The shift in manpower and time was based on intelligence showing local gangs' illicit activities had evolved into more sophisticated and businesslike enterprises.
ICE agents also have seen a rise in dirty money and weapons confiscated in the New York area.
Last year, the feds seized more than $35 million and 57 firearms, a record number in New York, according to ICE figures.
"We spent these hours investigating violent, transnational street gang members who are now working closely with sophisticated drug-trafficking organizations," said James Hayes, special agent in charge of Homeland Security investigations in New York.
"We see more and more a correlation between Mexican drug organizations and gangs here in New York," Hayes added.
"New York is a big market for drugs. Mexican cartels want to increase their presence here."
For decades, New York was a Colombian drug playground.
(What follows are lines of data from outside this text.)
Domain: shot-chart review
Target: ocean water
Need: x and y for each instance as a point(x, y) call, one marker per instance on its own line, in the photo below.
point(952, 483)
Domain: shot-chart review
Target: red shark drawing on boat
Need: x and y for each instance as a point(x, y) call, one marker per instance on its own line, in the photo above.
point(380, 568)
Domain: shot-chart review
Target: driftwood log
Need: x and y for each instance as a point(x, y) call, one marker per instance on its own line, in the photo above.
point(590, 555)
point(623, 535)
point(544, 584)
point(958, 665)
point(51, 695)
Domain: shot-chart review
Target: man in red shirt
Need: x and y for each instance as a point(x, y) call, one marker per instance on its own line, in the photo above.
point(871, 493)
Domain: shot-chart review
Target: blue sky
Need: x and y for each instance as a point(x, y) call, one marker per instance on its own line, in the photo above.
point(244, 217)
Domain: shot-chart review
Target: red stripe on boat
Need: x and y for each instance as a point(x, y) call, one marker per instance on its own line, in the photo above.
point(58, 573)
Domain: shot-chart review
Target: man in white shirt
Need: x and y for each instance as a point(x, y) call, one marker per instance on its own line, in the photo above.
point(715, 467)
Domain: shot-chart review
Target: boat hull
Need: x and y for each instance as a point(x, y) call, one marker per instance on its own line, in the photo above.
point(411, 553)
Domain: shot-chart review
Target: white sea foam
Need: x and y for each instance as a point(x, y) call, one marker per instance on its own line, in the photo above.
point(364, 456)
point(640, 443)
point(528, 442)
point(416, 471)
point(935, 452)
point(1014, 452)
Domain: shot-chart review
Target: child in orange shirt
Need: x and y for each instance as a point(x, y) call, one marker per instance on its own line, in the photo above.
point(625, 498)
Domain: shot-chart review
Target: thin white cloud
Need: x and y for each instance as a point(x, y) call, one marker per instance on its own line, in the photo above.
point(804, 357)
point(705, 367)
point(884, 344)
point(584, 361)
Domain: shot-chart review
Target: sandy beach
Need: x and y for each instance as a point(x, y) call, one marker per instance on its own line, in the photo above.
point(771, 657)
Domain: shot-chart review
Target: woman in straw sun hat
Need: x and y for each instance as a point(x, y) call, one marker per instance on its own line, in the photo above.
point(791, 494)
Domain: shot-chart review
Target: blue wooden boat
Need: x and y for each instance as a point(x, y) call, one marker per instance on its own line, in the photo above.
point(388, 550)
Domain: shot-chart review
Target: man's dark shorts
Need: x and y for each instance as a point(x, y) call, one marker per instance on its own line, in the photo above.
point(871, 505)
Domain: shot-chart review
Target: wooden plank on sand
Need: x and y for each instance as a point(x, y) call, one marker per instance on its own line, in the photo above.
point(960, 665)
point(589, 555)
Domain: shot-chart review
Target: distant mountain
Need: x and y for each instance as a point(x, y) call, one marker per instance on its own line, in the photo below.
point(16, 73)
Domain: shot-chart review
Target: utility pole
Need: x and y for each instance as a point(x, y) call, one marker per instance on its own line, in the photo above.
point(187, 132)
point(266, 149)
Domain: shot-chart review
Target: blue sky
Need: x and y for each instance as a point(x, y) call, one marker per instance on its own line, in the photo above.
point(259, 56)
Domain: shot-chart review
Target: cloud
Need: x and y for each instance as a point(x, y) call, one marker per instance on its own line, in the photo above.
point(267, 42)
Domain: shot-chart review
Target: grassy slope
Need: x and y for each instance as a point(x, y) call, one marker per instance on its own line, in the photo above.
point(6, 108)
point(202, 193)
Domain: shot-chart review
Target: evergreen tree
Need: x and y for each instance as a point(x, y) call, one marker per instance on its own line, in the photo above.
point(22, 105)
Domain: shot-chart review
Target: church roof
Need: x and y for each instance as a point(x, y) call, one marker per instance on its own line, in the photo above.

But when federal agents caught on to their Caribbean corridor, Colombian drug cartels had to rethink smuggling routes and enlisted their Mexican counterparts, who had access to porous border towns, officials said.
Mexican kingpins established roots in the city by recruiting local gangs - like MS 13 and the Latin Kings - with the promise of hefty paydays, feds say.
"Mexican cartels went from being relatively small players to playing a much larger role in the transportation of drugs into the country," said Michael Sanders of the Drug Enforcement Administration.
Some former drug gang members said the money pushes many idle youth into working for gangs hired by Mexican cartels.
"These kids have no future. The promise of money seems like a good way out, and next thing you know you're involved in a dangerous drug world," said Frank Hernandez, 53, of the Bronx, who spent several years in prison for selling drugs.
Paco, a former gang member who won't use his real name for fear of rival drug gangs, said New York's appetite for drugs kept him hooked.
"It's hard to stay clean and away from the gangs and the easy money," Paco said.
"The drugs come from Mexico, and we sell them here. It never ends."